Os Arrependidos
Um termo unilateral
Por Vitor Velloso
Durante o Festival É Tudo Verdade 2021
O documentário “Os Arrependidos” de Ricardo Calil e Armando Antenore cumpre uma lacuna importante na compreensão das guerrilhas no período da ditadura militar brasileira. O filme vai atrás dos que recebem o título de “arrependidos”, ou seja, os que abandonaram a guerrilha após serem presos. O longa entrevista parte desse “grupo” e busca compreender o que motivou sua atitude e como cada um enxerga o ato com a maturidade de hoje.
A articulação é feita em torno dos materiais de arquivo daquele momento, fotos e documentos dos guerrilheiros presos pela ditadura, além de entrevistas concedidas aos militares, com amplo apoio técnico da Rede Globo. O filme faz uma importante secção, de forma capitular, separa os “Arrependidos” forçados e os que tomaram a atitude por uma reflexão particular. Aqui, os próprios protagonistas discursam sobre suas motivações para adentrar no movimento e abdicar do mesmo. De um lado, alguns acreditam que o radicalismo não iria modificar as estruturas políticas do país. De outro, que tudo aquilo era uma bobagem que os levaria à morte (um deles colabora com um jornal conservador de apoio à ditadura e realiza alguns trabalhos de caráter integralista). Porém, poder entender o que ocorreu de fato, sem o atravessamento das forças golpistas, muda a narrativa que envolve cada um dos personagens.
Os relatos descrevem as torturas e explicitam os fantasmas da repressão no olhar de cada um deles, exceto do reacionário. A guinada conservadora que o Brasil mergulhou nos últimos anos é uma assombração que persegue a narrativa que é explicitada. O material de arquivo expõe o poder coercitivo na ordem discursiva dos “arrependidos”, eufemismos precisam ser utilizados para a sobrevivência de cada um. E a relação direta que os diretores conseguem puxar para a contemporaneidade, é bastante enriquecedora. As perguntas são complementos de questionamentos possíveis e as respostas surgem com sentimentos variados, de culpa à raiva. Por essa razão, a estrutura que o filme concretiza não permite grandes desvios de sua temática central, pelo contrário, a objetividade de “Os Arrependidos” e sua economia na utilização dos materiais à disposição é louvável.

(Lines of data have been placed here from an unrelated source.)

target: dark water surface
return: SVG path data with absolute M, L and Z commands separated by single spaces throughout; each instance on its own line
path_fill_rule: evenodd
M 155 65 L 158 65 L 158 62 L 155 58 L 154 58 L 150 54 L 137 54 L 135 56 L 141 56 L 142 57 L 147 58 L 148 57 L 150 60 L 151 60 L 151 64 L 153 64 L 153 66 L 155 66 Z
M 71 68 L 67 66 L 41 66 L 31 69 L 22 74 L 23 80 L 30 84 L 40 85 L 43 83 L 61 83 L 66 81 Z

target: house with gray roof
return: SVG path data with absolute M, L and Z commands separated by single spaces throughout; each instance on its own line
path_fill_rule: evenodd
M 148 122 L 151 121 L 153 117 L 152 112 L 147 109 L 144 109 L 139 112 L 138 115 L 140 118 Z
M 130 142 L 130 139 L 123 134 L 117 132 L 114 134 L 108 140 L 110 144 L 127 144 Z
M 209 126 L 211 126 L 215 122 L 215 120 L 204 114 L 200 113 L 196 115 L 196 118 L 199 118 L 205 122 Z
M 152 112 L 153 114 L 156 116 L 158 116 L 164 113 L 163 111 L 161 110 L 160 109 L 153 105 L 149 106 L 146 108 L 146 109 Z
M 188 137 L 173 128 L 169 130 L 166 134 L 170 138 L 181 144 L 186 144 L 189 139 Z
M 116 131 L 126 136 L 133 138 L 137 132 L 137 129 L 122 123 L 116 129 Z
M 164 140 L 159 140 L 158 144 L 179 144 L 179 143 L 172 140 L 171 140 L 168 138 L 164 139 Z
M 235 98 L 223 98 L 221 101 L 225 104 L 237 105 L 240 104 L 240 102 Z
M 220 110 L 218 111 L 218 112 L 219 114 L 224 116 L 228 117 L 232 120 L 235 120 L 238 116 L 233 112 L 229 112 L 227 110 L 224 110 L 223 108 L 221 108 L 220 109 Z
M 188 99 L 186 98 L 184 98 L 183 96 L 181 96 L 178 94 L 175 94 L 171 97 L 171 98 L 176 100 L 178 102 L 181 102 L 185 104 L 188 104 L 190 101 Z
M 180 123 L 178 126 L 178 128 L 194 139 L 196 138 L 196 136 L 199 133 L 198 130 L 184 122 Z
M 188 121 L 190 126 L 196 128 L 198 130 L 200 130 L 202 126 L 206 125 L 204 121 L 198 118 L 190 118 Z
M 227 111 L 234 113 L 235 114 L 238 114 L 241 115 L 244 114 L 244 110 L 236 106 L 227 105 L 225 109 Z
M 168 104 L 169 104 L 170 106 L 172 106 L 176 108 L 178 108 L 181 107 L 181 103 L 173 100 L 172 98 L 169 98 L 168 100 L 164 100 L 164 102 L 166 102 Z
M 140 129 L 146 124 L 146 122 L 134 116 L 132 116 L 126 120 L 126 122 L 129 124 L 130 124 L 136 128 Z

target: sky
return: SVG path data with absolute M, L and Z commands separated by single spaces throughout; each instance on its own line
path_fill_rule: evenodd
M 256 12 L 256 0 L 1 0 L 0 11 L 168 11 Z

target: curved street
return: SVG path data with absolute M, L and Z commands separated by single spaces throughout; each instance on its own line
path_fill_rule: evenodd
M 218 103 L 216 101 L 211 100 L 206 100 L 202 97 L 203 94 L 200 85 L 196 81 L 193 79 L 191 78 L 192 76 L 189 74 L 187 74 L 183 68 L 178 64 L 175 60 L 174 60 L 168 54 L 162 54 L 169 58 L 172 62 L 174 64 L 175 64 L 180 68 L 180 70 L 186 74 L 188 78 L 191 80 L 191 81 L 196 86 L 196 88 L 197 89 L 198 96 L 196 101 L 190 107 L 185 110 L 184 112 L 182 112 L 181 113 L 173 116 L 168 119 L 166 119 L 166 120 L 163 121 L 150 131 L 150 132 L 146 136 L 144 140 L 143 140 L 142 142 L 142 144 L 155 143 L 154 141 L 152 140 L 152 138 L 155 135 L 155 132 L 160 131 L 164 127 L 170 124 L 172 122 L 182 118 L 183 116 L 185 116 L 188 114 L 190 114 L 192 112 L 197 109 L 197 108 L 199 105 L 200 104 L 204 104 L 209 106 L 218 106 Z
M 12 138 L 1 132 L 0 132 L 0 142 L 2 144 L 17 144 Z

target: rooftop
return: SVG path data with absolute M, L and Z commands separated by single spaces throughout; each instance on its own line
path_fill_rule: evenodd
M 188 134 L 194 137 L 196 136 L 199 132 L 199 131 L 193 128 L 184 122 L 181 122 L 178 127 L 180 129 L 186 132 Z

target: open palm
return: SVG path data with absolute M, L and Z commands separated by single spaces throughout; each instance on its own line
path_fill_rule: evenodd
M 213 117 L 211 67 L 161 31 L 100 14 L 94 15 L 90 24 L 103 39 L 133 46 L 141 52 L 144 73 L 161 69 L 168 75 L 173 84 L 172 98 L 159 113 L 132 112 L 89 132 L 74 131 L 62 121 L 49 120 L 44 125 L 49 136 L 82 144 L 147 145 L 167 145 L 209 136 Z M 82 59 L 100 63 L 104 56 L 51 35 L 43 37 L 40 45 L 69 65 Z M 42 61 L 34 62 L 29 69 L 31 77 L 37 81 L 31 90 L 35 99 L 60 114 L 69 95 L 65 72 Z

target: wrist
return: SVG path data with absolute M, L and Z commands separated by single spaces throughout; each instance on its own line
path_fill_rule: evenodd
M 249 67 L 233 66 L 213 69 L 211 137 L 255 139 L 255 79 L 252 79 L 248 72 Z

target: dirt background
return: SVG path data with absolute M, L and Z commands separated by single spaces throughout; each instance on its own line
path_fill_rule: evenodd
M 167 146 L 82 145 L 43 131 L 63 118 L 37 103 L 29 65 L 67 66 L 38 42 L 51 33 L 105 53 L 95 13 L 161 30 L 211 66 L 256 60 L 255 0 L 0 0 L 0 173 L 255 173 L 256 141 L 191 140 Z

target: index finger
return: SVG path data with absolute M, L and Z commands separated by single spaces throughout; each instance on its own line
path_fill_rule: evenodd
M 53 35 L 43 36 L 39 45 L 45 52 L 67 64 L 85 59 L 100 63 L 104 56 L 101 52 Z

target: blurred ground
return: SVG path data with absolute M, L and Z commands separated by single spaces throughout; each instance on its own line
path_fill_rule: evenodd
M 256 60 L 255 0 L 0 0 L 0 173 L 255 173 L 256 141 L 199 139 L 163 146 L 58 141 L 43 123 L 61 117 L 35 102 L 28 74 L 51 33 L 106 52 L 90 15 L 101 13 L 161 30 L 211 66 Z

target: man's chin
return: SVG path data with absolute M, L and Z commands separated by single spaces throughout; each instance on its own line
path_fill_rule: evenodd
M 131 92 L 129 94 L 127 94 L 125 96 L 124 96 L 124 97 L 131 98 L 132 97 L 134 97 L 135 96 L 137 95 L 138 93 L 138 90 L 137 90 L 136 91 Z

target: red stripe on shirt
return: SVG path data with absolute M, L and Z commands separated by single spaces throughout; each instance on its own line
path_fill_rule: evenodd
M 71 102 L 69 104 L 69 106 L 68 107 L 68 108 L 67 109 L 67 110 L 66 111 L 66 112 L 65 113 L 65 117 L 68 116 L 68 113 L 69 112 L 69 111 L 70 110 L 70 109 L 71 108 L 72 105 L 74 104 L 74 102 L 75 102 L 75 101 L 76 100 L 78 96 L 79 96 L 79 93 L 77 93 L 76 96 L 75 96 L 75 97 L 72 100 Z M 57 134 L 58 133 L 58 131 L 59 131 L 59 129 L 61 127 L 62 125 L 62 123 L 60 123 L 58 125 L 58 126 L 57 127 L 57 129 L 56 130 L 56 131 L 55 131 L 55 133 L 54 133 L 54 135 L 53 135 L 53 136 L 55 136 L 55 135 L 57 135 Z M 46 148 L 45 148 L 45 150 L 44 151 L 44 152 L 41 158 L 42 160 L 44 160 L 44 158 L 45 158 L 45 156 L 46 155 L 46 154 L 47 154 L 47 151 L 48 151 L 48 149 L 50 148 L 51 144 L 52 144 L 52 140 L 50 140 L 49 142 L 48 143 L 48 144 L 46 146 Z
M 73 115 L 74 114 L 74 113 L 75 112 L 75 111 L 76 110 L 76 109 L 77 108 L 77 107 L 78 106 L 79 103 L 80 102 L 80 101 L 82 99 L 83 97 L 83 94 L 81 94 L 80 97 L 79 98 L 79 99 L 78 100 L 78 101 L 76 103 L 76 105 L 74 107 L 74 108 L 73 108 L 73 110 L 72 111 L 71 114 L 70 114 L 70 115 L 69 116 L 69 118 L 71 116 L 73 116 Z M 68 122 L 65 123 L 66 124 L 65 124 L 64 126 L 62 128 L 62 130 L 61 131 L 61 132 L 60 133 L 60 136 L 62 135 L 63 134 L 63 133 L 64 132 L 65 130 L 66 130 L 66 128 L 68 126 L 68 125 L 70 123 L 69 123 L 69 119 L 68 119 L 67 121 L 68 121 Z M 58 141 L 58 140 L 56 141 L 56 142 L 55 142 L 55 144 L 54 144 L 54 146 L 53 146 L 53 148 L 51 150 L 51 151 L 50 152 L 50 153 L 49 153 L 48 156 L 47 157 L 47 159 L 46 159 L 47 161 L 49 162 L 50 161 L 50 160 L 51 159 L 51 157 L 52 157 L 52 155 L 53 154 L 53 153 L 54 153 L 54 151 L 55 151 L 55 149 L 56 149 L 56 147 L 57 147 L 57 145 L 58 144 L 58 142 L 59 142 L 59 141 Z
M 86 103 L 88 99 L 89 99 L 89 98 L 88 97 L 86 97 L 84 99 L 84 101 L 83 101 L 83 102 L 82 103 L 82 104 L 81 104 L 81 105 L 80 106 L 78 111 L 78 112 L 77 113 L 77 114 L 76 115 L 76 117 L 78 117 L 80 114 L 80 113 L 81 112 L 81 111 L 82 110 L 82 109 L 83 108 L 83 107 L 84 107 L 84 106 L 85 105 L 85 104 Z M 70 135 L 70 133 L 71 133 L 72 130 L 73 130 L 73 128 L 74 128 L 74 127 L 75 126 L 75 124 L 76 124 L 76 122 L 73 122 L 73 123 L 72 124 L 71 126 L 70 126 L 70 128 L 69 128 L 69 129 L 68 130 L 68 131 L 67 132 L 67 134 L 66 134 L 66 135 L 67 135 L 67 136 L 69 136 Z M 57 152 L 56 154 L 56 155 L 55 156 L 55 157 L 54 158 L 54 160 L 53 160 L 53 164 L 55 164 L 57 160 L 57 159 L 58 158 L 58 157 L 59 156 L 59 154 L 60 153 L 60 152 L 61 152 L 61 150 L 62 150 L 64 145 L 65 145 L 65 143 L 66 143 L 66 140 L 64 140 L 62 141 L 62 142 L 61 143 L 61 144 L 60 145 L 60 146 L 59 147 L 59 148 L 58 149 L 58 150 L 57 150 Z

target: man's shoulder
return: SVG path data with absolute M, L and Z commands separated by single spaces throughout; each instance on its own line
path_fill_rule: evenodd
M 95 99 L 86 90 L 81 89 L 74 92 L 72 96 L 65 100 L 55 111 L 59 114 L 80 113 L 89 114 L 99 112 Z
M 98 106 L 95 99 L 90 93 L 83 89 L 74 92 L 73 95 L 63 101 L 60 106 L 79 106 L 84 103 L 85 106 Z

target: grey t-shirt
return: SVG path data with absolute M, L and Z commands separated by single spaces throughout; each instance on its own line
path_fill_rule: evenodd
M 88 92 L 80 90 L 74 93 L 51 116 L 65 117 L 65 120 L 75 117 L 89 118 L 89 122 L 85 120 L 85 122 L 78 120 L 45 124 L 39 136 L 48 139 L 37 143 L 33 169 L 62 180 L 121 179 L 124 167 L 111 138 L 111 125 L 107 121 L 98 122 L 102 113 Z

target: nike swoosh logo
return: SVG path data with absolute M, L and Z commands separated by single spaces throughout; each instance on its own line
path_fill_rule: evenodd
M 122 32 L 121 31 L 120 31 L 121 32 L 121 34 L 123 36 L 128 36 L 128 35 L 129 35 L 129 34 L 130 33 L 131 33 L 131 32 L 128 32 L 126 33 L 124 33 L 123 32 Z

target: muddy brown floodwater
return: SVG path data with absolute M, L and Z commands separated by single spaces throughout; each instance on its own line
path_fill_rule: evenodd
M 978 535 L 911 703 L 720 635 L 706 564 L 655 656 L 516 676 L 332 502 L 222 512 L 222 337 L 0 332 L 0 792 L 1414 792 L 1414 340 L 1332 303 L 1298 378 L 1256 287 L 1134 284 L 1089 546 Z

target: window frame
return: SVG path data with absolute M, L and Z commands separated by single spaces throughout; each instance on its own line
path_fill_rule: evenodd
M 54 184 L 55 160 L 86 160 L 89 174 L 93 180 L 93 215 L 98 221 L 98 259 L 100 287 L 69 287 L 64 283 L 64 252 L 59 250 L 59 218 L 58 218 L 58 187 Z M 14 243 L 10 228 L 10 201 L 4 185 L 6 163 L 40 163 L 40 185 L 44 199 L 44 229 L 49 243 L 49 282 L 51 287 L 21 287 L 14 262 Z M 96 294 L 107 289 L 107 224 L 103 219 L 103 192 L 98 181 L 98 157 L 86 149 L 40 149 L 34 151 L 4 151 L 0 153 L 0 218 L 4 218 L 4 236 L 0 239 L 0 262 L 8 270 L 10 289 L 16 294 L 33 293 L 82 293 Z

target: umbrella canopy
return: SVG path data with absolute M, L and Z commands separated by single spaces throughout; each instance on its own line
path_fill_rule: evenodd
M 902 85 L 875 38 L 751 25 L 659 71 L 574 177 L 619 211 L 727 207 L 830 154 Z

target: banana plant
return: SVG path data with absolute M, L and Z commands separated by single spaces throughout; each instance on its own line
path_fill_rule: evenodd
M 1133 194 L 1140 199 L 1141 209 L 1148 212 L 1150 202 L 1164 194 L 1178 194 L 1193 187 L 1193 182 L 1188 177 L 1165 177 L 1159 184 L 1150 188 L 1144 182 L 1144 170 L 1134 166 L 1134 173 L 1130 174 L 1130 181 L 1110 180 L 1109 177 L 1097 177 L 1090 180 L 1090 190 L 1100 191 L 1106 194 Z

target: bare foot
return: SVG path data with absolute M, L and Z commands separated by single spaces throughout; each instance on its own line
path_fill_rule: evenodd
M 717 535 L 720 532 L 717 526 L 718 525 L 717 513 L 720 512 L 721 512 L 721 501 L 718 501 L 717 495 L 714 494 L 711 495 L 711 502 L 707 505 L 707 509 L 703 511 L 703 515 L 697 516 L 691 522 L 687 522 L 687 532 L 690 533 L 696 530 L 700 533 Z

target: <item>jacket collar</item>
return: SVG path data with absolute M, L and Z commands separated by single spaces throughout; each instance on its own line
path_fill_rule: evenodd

A entrevista concedida na presença dos militares é repugnante e o longa não a trata de maneira distinta. Entre a tortura e a renúncia da guerrilha, os presos são obrigados a responder uma série de perguntas em “tom amistoso”, porém com intuito de enquadrá-los em uma “nova ordem moral”, dogmática e arcaica. São tentativas de repreender os prisioneiros do mais baixo nível intelectual e a montagem do projeto encontra bem os espaços para rebater algumas das provocações ali feitas, utilizando as próprias entrevistas para mostrar que o vulgo arrependimento não é exatamente o que o nome tenta expor, na maioria dos casos. Não à toa, uma parte repudiava o termo e encontraram outras formas de categorizar.
Essas contradições entre os tempos, a maturidade e a juventude, compõem uma parte relevante do filme, que articula as falas para compor uma individualidade diante do passado. “Os Arrependidos” não foca no grupo, mas em cada indivíduo. Uma questão que o documentário deixa em segundo plano é a crença na esquerda, se ela se manteve ou não. O ponto da guerrilha fica claro, mas uma abrangência maior nas veredas políticas poderia criar um panorama ainda mais complexo. Porém, os esforços do longa para conseguir contar uma história que se tornou referência circense para a ditadura e ocupou a mídia por um tempo, de uma maneira crítica e verdadeira, a partir de seus próprios protagonistas, é algo que deve ser lembrado. Não existe julgamento aqui, o termo muitas vezes utilizado, traidor, não entra no espectro da discussão que Calil e Armando estão propondo. Pelo contrário, é uma tentativa de elucidar essa história para que não haja compreensão turva de nenhuma das partes e que possamos enxergar de perto as motivações de cada um. É mais humano que militante e por isso, consegue trabalhar em um campo dialético que propõe uma significação distinta em tempos onde a ditadura é aclamada nas ruas novamente.